23andme this week in a corporate blog post reiterated its commitment to user privacy.
“If we had received a warrant, we would use every legal remedy possible” to challenge it and try to avoid turning over user data, the company’s chief legal and regulatory officer, Kathy Hibbs, wrote. “In our 13 year history, 23andMe has never turned over any customer data to law enforcement or any other government agency.”
According to its transparency report, since 2015, 23andme has received seven requests pertaining to 10 individuals and has shared data in response to none of them.
The weakest links
With DNA, arguably more than any other kind of data, your privacy is only as assured as your least privacy-minded relative wants it to be—and you might not even know that person. Thousands of users have discovered surprise half-siblings, unknown biological parents, or forgotten branches of their family trees out there in the world since services like 23andme became broadly popular.
Researchers in late 2018 found that about 60% of DNA samples from a consumer genealogy company could be linked to distant relatives. That number went up for users of white European descent, who were 30% more likely to be matched because the user base of the testing platform skews toward higher-income white consumers.
GEDmatch, meanwhile, seems to be an even riskier repository for all that sensitive data than some of its competitors. It has no hesitancy complying with search requests. “We may disclose your raw data, personal information, and/or Genealogy Data if it is necessary to comply with a legal obligation such as a subpoena or warrant,” the site’s privacy policy says. “We will attempt to alert you to this disclosure of your Raw Data, personal information, and/or Genealogy Data, unless notification is prohibited under law.”

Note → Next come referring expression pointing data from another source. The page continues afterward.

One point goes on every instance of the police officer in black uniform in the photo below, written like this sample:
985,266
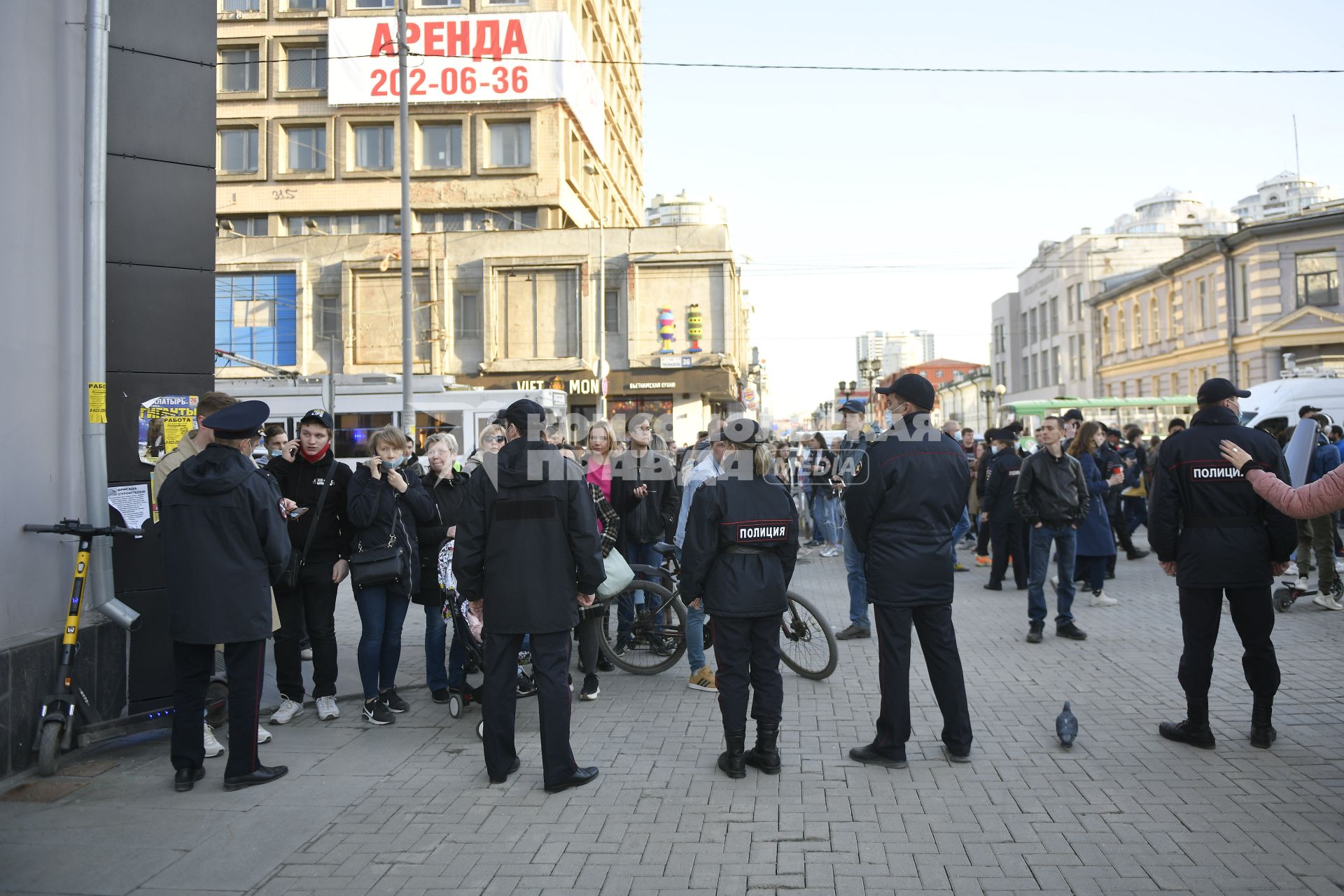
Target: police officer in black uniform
225,533
1006,523
902,507
1214,533
738,555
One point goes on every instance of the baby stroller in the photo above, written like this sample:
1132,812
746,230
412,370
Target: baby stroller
470,631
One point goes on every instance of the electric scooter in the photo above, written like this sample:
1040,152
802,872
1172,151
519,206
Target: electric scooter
57,729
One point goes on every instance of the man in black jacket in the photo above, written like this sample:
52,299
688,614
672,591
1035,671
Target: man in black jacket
905,500
1214,533
305,469
527,543
645,496
223,532
1051,496
1000,514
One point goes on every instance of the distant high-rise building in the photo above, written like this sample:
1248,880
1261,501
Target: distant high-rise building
685,210
1285,194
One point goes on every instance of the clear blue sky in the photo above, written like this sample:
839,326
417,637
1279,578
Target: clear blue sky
948,182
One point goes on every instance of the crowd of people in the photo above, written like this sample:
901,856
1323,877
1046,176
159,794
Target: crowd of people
533,527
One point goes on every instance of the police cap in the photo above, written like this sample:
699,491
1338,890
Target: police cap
1218,390
911,387
241,421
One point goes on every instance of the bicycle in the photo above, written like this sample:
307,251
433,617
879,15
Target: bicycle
57,722
656,638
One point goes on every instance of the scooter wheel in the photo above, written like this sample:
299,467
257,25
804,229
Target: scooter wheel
49,746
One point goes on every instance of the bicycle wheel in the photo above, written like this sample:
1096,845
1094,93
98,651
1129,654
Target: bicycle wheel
808,647
656,636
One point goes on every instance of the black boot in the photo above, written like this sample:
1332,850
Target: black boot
1194,729
765,755
733,762
1262,732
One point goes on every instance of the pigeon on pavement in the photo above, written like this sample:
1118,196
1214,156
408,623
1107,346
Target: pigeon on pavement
1066,726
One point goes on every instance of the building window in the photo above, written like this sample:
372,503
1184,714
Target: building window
1317,279
1246,296
467,316
238,150
305,69
511,144
335,225
244,226
239,70
372,147
254,316
307,148
441,146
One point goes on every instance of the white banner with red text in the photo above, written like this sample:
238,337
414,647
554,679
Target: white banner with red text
467,58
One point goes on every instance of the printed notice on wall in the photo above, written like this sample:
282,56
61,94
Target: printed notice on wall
132,503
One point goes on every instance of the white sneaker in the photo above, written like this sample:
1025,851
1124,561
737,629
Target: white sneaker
1100,599
1328,602
213,746
286,711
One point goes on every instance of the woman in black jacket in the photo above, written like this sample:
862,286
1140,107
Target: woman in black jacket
384,507
447,488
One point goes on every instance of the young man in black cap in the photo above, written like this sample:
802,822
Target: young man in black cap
225,532
847,461
527,543
1006,523
1217,536
906,498
311,476
1051,496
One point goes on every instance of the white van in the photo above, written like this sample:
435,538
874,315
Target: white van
1275,405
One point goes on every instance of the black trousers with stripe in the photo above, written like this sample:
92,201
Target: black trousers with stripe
550,666
194,665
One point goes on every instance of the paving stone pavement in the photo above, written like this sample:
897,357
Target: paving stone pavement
407,809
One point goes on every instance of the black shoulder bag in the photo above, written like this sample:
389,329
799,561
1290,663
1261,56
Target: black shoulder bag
289,578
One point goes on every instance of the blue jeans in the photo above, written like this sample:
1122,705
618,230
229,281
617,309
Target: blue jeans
436,640
382,615
823,514
628,601
1065,540
858,583
960,531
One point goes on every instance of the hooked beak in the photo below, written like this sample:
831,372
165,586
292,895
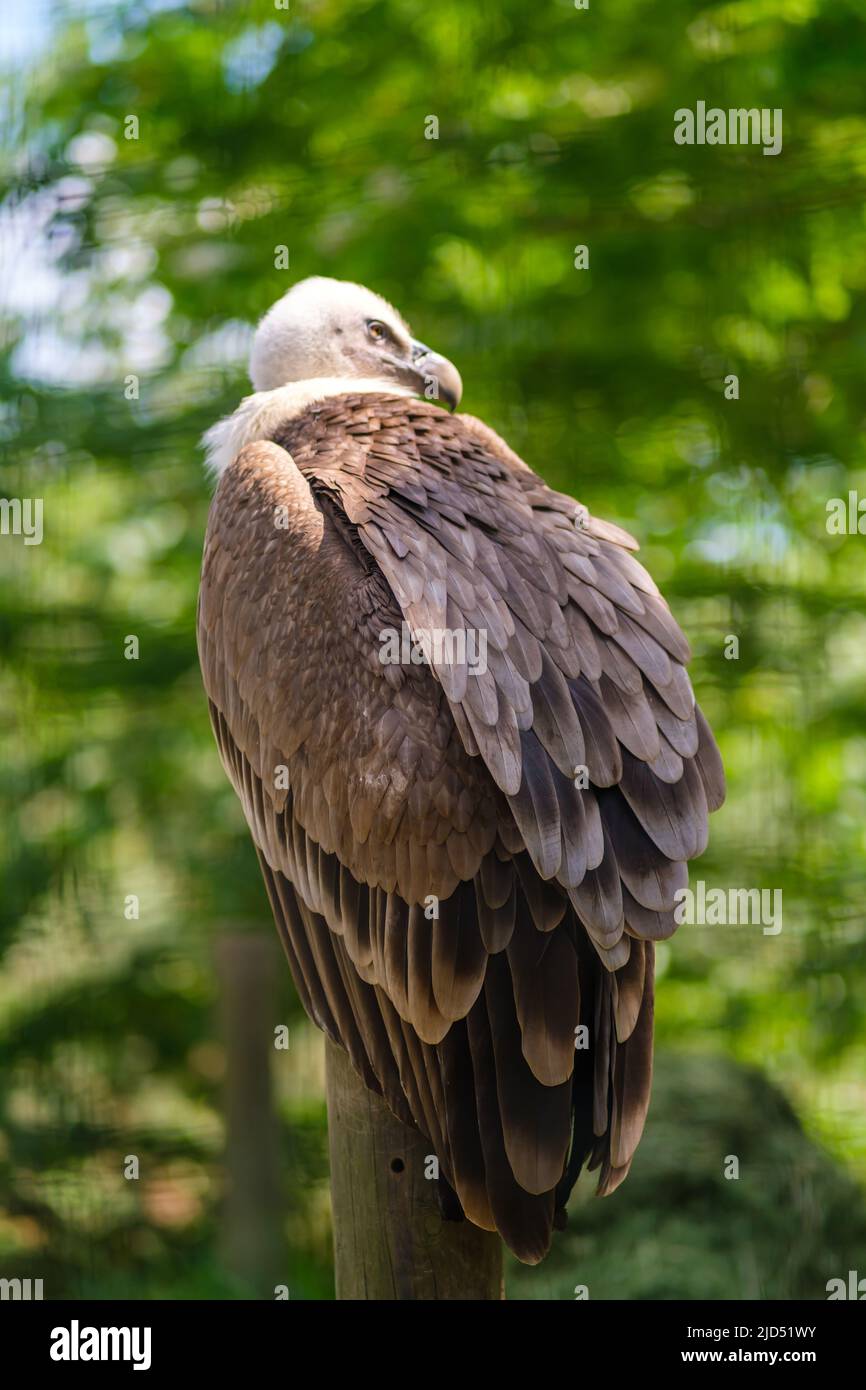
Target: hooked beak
438,377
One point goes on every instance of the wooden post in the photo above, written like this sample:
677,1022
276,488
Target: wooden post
252,1240
389,1239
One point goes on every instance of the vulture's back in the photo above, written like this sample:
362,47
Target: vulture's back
469,856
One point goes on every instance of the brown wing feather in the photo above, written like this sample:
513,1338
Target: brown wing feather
453,898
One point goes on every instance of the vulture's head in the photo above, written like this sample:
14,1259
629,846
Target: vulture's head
334,328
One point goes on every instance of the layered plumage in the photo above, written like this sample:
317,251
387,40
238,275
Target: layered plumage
469,869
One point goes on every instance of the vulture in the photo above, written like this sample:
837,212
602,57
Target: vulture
471,852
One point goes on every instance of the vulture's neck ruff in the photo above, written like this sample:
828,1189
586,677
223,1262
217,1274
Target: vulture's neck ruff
260,414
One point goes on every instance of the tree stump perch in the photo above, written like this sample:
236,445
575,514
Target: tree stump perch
391,1240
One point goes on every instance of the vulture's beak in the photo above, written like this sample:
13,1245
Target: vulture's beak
428,367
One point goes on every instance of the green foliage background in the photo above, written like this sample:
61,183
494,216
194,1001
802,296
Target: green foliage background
306,128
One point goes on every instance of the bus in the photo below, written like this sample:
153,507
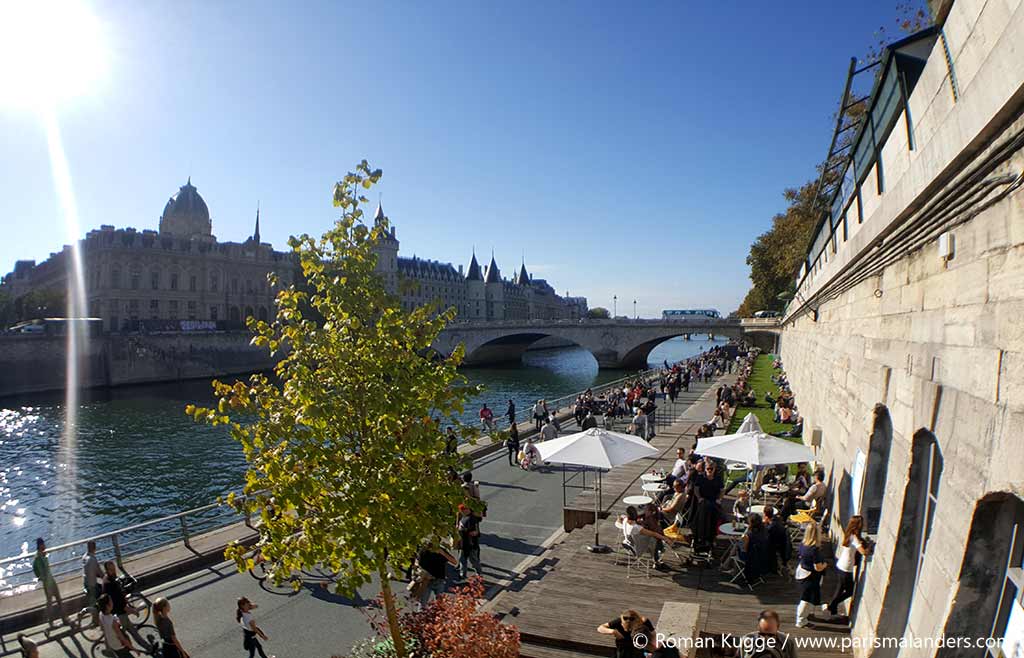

GEDmatch also has flaws in it that could allow a whole lot of unintentional access to genetic data, the MIT Technology Review recently reported. The site has apparently been subject to data scraping attempts which might constitute a national security threat, the report explains.
Rogers downplayed the risks, answering, “I don’t want to get into it,” when pressed about the data scraping.
“We certainly are concerned about privacy also, and it’s good that studies like this are done,” Rogers added in a statement to the Technology Review. “But no matter what you do, there will always be some potential for privacy invasion when you are doing genealogy. Genealogy is a procedure in which you want to compare your information to other people’s.”